Bitcoin’s Slide Raises Pressure on Crypto Treasury Companies
Sunday’s recovery follows a bruising week in which Bitcoin dropped to a seven-month low near 80,553 dollars. The move came as global markets shunned risk, with investors rattled by stretched valuations in technology stocks and uncertainty around the timing of U.S. interest-rate cuts. Bitcoin fell 12 percent for the week and is now 12 percent lower on the year, erasing all of its prior gains. For corporate and institutional buyers, the decline is becoming more concerning. Some analysts say Bitcoin’s fall through 100,000 dollars and its approach toward the 80,000 level pushed pricing close to the average levels paid by institutional entrants. That raises the risk of forced selling by firms that manage treasury allocations or operate as public buyers of digital assets.

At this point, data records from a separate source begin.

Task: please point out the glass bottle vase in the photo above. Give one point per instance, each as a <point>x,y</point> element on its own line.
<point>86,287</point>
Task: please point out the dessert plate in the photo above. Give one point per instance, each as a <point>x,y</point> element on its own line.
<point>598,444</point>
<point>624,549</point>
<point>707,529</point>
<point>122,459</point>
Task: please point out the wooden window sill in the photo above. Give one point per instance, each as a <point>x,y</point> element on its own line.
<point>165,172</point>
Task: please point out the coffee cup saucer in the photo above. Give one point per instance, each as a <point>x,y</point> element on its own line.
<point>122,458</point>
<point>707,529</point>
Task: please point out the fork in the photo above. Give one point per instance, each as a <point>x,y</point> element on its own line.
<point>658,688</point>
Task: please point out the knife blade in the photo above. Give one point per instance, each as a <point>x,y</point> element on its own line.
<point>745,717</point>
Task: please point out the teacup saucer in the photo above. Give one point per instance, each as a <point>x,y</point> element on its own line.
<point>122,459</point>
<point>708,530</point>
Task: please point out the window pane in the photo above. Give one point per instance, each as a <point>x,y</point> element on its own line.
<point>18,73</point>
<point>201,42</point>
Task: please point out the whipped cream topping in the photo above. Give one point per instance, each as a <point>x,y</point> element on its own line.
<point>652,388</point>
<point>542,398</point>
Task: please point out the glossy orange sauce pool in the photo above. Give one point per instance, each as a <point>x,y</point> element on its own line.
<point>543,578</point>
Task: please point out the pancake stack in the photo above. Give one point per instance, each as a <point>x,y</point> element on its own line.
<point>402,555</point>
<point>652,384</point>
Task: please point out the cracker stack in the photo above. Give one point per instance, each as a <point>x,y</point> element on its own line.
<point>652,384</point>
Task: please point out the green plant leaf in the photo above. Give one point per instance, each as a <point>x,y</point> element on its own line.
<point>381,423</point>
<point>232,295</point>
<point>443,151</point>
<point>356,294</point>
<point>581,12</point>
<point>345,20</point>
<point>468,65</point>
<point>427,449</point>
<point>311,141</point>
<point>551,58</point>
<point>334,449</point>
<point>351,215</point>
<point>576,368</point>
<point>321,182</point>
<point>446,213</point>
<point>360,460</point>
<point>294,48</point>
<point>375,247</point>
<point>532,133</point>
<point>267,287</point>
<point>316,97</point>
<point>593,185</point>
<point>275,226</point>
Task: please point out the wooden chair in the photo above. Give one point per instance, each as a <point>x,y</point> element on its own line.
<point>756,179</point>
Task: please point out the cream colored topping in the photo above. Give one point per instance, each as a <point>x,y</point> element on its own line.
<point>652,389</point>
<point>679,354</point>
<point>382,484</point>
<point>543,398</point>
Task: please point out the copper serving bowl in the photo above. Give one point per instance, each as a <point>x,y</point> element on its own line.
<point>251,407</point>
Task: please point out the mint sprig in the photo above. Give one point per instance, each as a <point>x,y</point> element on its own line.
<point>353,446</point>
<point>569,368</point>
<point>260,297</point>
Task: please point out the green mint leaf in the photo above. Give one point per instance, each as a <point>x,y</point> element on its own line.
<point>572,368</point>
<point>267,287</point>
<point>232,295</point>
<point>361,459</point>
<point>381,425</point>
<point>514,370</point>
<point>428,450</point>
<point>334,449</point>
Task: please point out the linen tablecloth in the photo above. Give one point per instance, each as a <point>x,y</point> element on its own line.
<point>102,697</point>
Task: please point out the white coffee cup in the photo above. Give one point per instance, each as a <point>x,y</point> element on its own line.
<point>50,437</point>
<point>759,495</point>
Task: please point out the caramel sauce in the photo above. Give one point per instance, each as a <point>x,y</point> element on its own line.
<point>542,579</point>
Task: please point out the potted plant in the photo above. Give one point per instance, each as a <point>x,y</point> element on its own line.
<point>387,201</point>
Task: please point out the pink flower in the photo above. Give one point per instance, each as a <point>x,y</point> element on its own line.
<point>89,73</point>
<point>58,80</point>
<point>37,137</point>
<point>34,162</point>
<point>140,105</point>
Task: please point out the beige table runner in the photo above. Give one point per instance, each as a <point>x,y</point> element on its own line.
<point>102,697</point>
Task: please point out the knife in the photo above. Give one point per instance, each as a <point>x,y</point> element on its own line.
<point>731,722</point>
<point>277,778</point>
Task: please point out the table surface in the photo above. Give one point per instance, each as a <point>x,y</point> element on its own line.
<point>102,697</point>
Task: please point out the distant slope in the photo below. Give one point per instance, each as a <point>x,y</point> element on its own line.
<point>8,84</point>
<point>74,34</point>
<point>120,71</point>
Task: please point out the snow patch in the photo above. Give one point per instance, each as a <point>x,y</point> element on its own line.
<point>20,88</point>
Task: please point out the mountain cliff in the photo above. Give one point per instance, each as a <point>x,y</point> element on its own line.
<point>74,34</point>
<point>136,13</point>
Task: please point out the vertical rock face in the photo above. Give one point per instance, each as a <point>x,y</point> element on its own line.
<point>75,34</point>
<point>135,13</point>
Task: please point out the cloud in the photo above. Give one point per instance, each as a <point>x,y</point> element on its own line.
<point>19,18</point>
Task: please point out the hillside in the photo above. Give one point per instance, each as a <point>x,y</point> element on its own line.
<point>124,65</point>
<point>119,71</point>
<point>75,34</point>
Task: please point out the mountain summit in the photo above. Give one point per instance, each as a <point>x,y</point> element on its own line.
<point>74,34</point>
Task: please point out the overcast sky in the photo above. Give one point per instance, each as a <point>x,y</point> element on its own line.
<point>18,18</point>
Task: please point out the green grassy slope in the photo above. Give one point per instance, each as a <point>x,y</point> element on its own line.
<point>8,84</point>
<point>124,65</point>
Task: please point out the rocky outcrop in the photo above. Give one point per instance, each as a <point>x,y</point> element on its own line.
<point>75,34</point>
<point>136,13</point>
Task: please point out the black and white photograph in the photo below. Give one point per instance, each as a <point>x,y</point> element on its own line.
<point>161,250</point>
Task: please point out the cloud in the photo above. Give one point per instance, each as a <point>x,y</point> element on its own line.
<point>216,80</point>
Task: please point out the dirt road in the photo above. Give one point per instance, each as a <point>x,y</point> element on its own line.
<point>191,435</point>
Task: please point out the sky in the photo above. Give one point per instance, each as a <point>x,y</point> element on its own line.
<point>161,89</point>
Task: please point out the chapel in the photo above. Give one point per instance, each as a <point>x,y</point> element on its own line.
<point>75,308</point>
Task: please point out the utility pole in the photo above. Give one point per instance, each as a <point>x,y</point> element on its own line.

Standard Chartered estimates that if Bitcoin stays below 90,000 dollars, roughly half of crypto treasury holdings could move underwater — a term used when asset values fall below purchase price. These companies collectively hold around 4 percent of all Bitcoin in circulation. Strategy, the most prominent of the group, has seen its shares drop 61 percent since July and nearly 40 percent year-to-date. JP Morgan warned that it could be removed from certain MSCI equity indexes, which may force passive funds to sell additional shares. Japanese counterpart Metaplanet has fallen about 80 percent from its June peak. Analysts note that crypto treasury firms often behave procyclically: they buy when prices rise and sell when prices fall. Brent Donnelly of Spectra Markets said the pattern is becoming unmistakable, pointing out that previous bear cycles saw drawdowns of 75 to 80 percent from peak to trough.
Investor Takeaway
If Bitcoin breaks decisively below 80,000 dollars, pressure on treasury-heavy firms and ETF-linked holdings could accelerate, creating feedback loops that deepen volatility.
What Comes Next for BTC and Market Risk Appetite?
Crypto’s slide has closely tracked broader risk aversion. Equity volatility has spiked, AI-related stocks have pulled back, and traders are reassessing expectations for early U.S. rate cuts. Bitcoin’s rebound from oversold levels suggests sellers may be tiring, but market structure remains thin and sentiment remains highly reactive. Roughly 1.2 trillion dollars has been erased from crypto valuations in the past six weeks, underscoring the magnitude of the correction. If Bitcoin continues to reflect macro risk appetite — as it has for much of the year — any renewed pressure in global equities or rates could sweep back into digital assets. For now, traders are watching whether the latest oversold bounce can reclaim the 90,000-dollar level and break the negative momentum that has dominated November trading.